Мученичество – неумение принять ответственность, склонность винить во всем других.
Упрямство – нежелание принимать перемены, даже позитивные.
Жадность – эгоизм, излишнее потакание себе, избыточное потребление.
Заносчивость – уверенность в своем превосходстве, потребность казаться лучше, чем ты есть, потому что не можешь смириться со своей заурядностью.
Нетерпение – неумение ждать, раздражение при виде препятствий.
– Вы применяли тот же метод воспитания к своему сыну Арту?
Мое сердце слегка дрогнуло, когда она упомянула
Арта. Мне все еще хотелось его защитить – естественная реакция, ведь еще недавно я думала, будто люблю его. Но тут же я вспомнила, кем он стал, и сочувствие сменилось гневом. И все же я не могла ни вдохнуть, ни выдохнуть, когда они вот так обсуждали Арта.
Креван подобрался:
– Моему сыну уже восемнадцать.
– А пока он рос?
– Нет, – просто ответил он. Поерзал в кресле.
– И вашего деда, вашего отца это устраивало? Такое нарушение традиций, принятых в доме Креванов?
Он нахмурился, вопрос ему, видимо, показался нелепым.
– Моему сыну такие методы воспитания не требовались. Что опять-таки подтверждает мою теорию: люди стали меняться. Новое поколение – поколение очищенное. Год от года мы приговариваем к Клейму все меньше людей.
– Или можно сказать и так: вы распространили отеческую дисциплину на весь народ.

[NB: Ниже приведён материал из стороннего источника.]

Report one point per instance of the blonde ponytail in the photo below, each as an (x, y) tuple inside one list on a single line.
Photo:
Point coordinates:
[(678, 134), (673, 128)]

Он рассмеялся, прикидываясь, будто его повеселил такой вывод.
– Ну это и вовсе натяжка.
– Эниа Слипвелл утверждает, что люди в нашей стране живут в страхе. Это ли вы считаете благой переменой? Если каждый человек в стране парализован страхом, боится допустить промах, боится вообще принимать решения, рисковать – лишь бы не нарваться на самое страшное наказание, не превратиться в парию?
– Нет, я с Эниа не согласен. Повторяю: теперь люди научились думать, прежде чем действовать.
– И если этому их научил страх, тоже ничего? Не подрывает ли это принципы демократии?
– Да ладно! – Он уже не сдерживал досаду. – Мы живем в демократической стране, послезавтра наш великий народ в очередной раз явится к урнам для голосования – и голос каждого будет услышан.
– А если проголосуют за партию Жизни, главная цель которой – роспуск Трибунала?
– Не думаю, чтобы так случилось, – уверенно ответил он. – У партии Жизни нет политического опыта. Нам ничего не известно о позиции Эниа Слипвелл и ее сторонников по другим вопросам, кроме «принципиальных разногласий с Трибуналом». И я уже начинаю думать: а что скрывает Эниа Слипвелл? Чем ей так не угодил Трибунал?
– Видимо, она считает Трибунал негуманным, – заметила Эрика, и зрители приветствовали ее слова радостным кличем. Эрика немедля перешла к другому вопросу:
– Я только что получила информацию, что началось расследование и вашей деятельности.
Креван слегка смутился, но справился, хотя на него и обрушился такой сюрприз в прямом эфире.
– Дела Трибунала часто проверяются. Иногда требуются подробности или уточнения. Всегда находятся бдительные люди, следящие, чтобы все строго соответствовало правилам, – пояснил он.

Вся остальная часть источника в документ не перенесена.